Curtas is the author, along with Las Vegas's two other chief restaurant critics, Max Jacobson and Al Mancini, of Eating Las Vegas: The 50 Essential Restaurants (available on Amazon). He is described in the book as "our resident food snob...who is practically addicted to haute cuisine."
Which makes him a perfect guide to the city's fine dining establishments. In Eating Las Vegas, the writers classify a "very expensive" restaurant as $125 and up, though the really expensive restaurants will cost $300 or more.
We asked Curtas to guide us through the best expensive restaurants in the city, which, for him, seemed an easy task. French cuisine dominates the list.
According to Curtas, though, these restaurants might not be worth the check if you don't have the right palate.

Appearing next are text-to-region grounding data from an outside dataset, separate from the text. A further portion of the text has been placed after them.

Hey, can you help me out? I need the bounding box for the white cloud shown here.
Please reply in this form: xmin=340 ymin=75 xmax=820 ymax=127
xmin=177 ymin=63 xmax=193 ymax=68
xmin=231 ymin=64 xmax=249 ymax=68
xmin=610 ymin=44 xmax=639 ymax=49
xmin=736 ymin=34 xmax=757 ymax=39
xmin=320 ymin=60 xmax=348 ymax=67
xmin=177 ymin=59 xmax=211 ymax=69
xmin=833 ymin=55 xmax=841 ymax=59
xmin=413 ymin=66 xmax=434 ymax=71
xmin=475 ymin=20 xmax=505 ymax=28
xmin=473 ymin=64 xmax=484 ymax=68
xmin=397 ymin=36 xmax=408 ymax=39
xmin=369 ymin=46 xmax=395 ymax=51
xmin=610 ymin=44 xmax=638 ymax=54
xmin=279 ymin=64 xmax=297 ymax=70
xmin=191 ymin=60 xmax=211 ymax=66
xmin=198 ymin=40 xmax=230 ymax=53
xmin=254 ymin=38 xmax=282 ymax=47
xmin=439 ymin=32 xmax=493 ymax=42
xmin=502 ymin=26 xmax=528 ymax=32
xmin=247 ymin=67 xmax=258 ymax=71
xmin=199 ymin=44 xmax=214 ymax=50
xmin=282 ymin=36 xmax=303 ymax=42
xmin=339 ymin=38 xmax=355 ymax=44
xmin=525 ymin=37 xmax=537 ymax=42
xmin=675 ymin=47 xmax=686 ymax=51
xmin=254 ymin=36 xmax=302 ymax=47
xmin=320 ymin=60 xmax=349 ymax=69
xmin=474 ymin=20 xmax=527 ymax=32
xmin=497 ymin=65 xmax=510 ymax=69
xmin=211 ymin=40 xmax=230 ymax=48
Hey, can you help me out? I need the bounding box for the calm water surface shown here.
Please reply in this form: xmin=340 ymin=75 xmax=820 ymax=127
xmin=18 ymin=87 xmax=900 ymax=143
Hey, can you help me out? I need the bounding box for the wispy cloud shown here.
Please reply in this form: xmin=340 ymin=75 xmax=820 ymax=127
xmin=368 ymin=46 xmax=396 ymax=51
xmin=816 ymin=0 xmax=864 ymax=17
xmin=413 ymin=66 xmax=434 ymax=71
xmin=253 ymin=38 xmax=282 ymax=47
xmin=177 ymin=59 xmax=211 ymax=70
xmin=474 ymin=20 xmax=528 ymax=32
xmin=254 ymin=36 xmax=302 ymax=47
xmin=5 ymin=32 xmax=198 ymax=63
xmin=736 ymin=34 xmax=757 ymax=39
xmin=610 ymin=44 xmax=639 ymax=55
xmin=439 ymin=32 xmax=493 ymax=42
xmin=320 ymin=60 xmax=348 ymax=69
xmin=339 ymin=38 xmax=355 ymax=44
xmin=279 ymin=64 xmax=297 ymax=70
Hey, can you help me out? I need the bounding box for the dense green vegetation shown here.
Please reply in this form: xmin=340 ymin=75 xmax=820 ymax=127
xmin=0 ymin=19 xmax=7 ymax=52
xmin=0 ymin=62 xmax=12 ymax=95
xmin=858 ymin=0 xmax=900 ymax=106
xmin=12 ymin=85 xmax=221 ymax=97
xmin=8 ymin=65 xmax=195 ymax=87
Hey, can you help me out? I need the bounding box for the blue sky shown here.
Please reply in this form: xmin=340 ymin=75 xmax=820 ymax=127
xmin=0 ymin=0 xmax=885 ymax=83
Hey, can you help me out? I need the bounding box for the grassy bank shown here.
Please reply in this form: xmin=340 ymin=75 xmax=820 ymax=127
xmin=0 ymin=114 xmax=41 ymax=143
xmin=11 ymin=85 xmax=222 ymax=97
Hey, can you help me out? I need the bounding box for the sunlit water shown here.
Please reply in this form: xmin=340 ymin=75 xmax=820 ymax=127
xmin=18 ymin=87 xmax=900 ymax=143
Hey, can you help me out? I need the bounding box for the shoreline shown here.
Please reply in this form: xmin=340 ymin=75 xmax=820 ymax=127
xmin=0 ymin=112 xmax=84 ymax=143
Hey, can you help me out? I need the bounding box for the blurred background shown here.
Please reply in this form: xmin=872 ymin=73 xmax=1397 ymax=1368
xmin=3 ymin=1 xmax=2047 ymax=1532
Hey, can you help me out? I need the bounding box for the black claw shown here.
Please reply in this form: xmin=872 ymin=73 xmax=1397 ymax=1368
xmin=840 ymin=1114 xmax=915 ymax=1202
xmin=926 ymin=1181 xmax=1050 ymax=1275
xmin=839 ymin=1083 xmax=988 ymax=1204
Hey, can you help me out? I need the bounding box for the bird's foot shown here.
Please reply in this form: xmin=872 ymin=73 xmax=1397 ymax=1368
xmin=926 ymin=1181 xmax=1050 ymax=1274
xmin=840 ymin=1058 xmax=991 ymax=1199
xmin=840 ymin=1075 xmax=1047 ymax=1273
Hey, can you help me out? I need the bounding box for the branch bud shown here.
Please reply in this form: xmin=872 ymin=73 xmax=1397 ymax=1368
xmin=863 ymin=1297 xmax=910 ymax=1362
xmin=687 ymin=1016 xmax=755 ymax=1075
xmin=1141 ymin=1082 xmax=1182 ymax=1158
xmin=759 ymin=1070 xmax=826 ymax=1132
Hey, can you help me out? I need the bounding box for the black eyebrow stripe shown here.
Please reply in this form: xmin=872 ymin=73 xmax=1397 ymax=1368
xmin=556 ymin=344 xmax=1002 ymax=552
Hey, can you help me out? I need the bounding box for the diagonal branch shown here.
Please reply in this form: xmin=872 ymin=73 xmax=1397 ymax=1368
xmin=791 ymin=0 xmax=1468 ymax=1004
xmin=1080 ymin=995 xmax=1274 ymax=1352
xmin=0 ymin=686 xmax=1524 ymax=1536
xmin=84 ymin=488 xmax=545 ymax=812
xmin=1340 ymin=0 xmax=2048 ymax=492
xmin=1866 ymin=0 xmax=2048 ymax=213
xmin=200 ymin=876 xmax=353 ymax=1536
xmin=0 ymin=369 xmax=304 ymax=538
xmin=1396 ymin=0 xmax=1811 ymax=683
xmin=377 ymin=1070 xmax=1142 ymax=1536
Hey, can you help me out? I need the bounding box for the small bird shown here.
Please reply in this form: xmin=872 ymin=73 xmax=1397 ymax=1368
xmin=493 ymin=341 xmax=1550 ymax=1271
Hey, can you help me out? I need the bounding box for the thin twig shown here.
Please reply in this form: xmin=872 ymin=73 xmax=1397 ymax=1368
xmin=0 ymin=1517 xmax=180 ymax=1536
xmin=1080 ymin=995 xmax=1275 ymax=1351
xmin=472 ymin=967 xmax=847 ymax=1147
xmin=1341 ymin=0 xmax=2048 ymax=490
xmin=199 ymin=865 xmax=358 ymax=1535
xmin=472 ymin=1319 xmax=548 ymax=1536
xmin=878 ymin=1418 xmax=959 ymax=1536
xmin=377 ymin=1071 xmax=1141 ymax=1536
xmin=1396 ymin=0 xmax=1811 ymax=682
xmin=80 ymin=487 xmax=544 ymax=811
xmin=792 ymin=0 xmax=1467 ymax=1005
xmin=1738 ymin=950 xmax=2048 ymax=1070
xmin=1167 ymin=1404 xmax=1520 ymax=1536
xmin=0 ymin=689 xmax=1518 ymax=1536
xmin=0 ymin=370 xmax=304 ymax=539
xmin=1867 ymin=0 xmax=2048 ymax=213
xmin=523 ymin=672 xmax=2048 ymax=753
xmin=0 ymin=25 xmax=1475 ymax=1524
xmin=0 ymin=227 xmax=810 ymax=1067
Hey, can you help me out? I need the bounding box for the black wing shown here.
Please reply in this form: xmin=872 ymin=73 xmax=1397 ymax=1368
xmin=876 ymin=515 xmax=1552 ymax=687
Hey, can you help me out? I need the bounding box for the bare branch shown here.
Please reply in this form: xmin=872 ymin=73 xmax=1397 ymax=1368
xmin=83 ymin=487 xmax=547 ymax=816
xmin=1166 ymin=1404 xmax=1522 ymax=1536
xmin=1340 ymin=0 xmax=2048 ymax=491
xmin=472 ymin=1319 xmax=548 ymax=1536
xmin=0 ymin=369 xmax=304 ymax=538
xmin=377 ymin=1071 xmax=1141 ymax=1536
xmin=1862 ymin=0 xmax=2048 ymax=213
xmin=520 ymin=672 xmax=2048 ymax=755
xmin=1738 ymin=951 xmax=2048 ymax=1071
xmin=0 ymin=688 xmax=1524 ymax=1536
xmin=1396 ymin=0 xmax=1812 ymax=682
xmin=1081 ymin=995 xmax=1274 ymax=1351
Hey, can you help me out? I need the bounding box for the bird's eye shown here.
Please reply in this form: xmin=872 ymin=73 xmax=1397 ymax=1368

"On any night of the week, there are people blowing a big wad because they have it," Curtas says, "but two thirds of the customers are serious food lovers."
Joël Robuchon Restaurant at MGM Grand
"A tiny little jewel box of a restaurant," Curtas says. "It's very small, very pristine, and feels like you're in a dining salon in Paris."
French chef Joël Robuchon's eponymous restaurant is the first and only restaurant in Las Vegas to earn Michelin's three-star designation.
A 16-course degustation menu runs $425 a person; specialties include Osetra caviar and gelée of green asparagus.
Guy Savoy at Caesars Palace
"More modern and edgy in its design," according to Curtas, Guy Savoy is the sister to its flagship Paris restaurant of the same name.
Named after Guy Savoy, the Michelin three-starred French chef, an average check at this restaurant runs about $250.
A ten-course meal is the pièce de résistance, offering specialties like artichoke and black truffle soup and spiced crispy sea bass.
Bar Masa at Aria
Yet another namesake, Chef Masa Takayama's Bar Masa is the most respected Japanese restaurant in the city.
Curtas says that the restaurant, which is an offshoot of Chef Masa's New York establishment, has fish flown in from Japan four times a week.
A $250 six-course meal offers such raw delicacies as Wagyu beef tartare and Kawahagi sashimi with white truffle.